L'enorme attacco hacker all'estensione di Chrome espone 2,6 milioni di utenti al furto di dati: svelato l'elenco completo

In una significativa violazione della sicurezza informatica, gli hacker hanno compromesso numerose estensioni del browser Chrome, esponendo potenzialmente milioni di utenti al furto di dati. L'attacco, iniziato a metà dicembre, ha coinvolto almeno 16 estensioni e ha colpito oltre 600.000 utenti.
Sommario
Come si è verificata la violazione
Gli aggressori hanno utilizzato una campagna di phishing rivolta agli sviluppatori di estensioni. Fingendosi Google Chrome Web Store Developer Support, hanno inviato e-mail ingannevoli che avvisavano gli sviluppatori di violazioni delle policy e dell'imminente rimozione delle loro estensioni. Queste e-mail contenevano link che, se cliccati, garantivano agli aggressori l'accesso agli account degli sviluppatori. Con questo accesso, hanno iniettato codice dannoso in estensioni legittime, consentendo il furto di cookie e token di accesso utente.
Elenco delle estensioni compromesse
Le seguenti estensioni sono state identificate come compromesse:
- Assistente AI - ChatGPT e Gemini per Chrome
- Estensione di chat Bard AI
- Riepilogo GPT 4 con OpenAI
- Cerca Copilot AI Assistant per Chrome
- Assistente AI TinaMind
- IA di Wayin
- Città VPN
- VPN Internxt
- Videoregistratore Vidnoz Flex
- Scaricatore video VidHelper
- Segnalibro Favicon Changer
- Castoro
- Uvoce
- Modalità lettore
- Parla il pappagallo
- Primo
Queste estensioni abbracciano diverse funzionalità, dagli assistenti AI ai servizi VPN, amplificando il potenziale impatto della violazione.

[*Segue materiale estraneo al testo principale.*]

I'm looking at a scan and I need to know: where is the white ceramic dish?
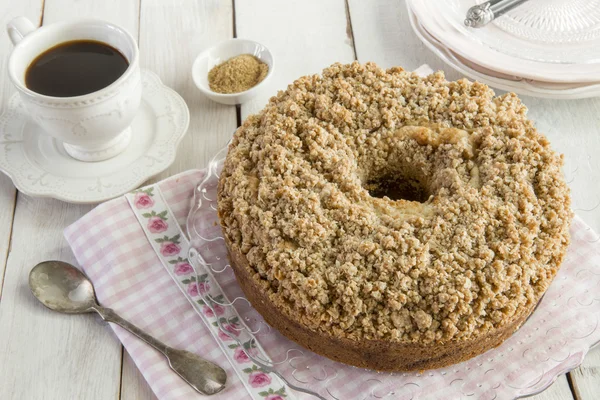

Implicazioni per gli utenti
Gli utenti di queste estensioni rischiano che i loro dati personali, tra cui la cronologia di navigazione e le credenziali di accesso, vengano rubati. Il codice dannoso è stato progettato per comunicare con server di comando e controllo esterni, facilitando l'ulteriore esfiltrazione dei dati. In alcuni casi, le estensioni compromesse hanno preso di mira piattaforme specifiche, come gli account di Facebook Ads, con l'obiettivo di intercettare i token di autenticazione e aggirare le misure di sicurezza come l'autenticazione a due fattori.
Proteggere te stesso
Se hai installato una delle estensioni compromesse, è fondamentale agire immediatamente:
- Disinstallare le estensioni interessate per impedire ulteriori perdite di dati.
- Cambia le tue password , soprattutto per gli account a cui hai effettuato l'accesso mentre le estensioni erano attive.
- Abilita l'autenticazione a due fattori (2FA) sui tuoi account per aggiungere un ulteriore livello di sicurezza.
- Monitora i tuoi account per individuare eventuali attività sospette e segnala tempestivamente eventuali accessi non autorizzati.
Conclusione
Questo incidente sottolinea l'importanza della vigilanza quando si utilizzano le estensioni del browser. Sebbene possano migliorare la funzionalità, le estensioni pongono anche rischi per la sicurezza se compromesse. Rivedere regolarmente le estensioni installate, verificarne la legittimità e rimanere informati sulle potenziali minacce sono passaggi essenziali per salvaguardare la propria sicurezza online.